Second, paragraph sixteen addresses modification in two situations: (1) where the court makes a modification of which it is of "competent jurisdiction" to do so, regardless of the parties' agreement and (2) where the parties agree to the modification. In the first situation, if the court orders a modification, the contract shall also incorporate the modification. Under the judgment, the court retained as a matter of law, the power to modify various portions of the judgment including, inter alia, alimony, child support and parenting issues. In the second situation, if the parties both want to modify the agreement, they must do so in writing in the same manner as the original agreement.
If the first part of paragraph sixteen were interpreted to mean that the court can modify any part of the agreement, then the second part of the paragraph is rendered superfluous. In other words, either party could seek a modification of any provision at any time without written agreement by the other party. In effect, the provision, "a modification or waiver of any of the terms of this Agreement shall be effective only if made in writing . . ." would be extraneous. "Parties generally do not insert meaningless provisions in their agreements and therefore every provision must be given effect if reasonably possible." (Internal quotation marks omitted.) Barnard v. Barnard, supra, 214 Conn. 99, 116.
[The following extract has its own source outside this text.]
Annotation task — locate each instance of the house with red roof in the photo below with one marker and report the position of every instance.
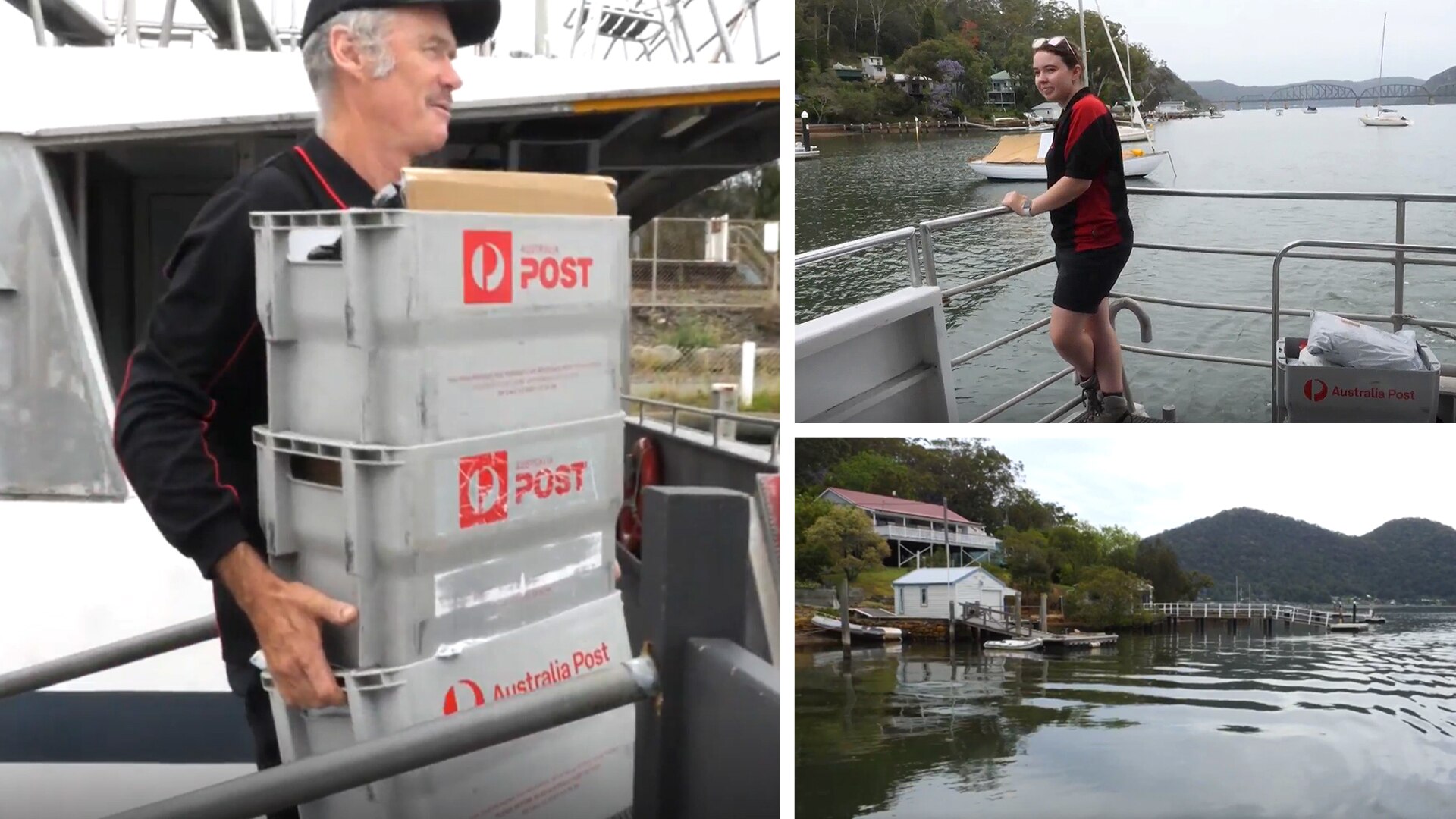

O'Bryan v. O'Bryan, supra, 67 Conn.App. 51, is instructive in interpreting the combined effects of paragraphs four and sixteen of these parties' agreement. In O'Bryan, the parties divorced in October 1992. The separation agreement, which was incorporated into the judgment, provided that the husband would pay child support until the children reached the age of twenty-seven and twenty-one, respectively. In April 2000 the trial court modified his obligation to pay postmajority child support. The trial court relied on the following provision as authority for the modification:
In the event that a decree dissolving the marriage of the parties hereto, or a decree of divorce between the parties hereto, shall be entered in any court of competent jurisdiction, a subsequent modification by any court of competent jurisdiction of such decree shall, to the extent that it varies the terms of this agreement be deemed to amend this agreement in accordance with the terms of such modification.
The wife appealed, arguing that the court did not have authority to modify the agreement as to postmajority child support because the agreement specified that " [t]he Husband shall pay to the Wife as child support . . ." (Emphasis in original; internal quotation marks omitted.) Id., 56. The Appellate Court held that the trial court had no authority to modify the postmajority child support. The Appellate Court found that to use the aforesaid contract provision to authorize court modifications of postmajority child support would render meaningless another provision, which provided that "a modification . . . shall be effective only if made in writing and executed with the same formality as this agreement." (Internal quotation marks omitted.) Id., 57.
In summary, the first portion of paragraph sixteen does not confer upon the court the authority to judicially modify the agreement but merely acts to conform the agreement to the judgment if the court exercises its legal authority to modify other portions of the judgment, such as alimony and traditional child support. The second portion of paragraph sixteen sets forth the mechanism for the parties to modify the contract by mutual agreement. And paragraph four contains no authority for the court to modify the judgment as to the postmajority educational support. The court is without authority to modify the defendant's obligation to contribute to his childrens' postmajority educational expenses. Motion #114 is DENIED.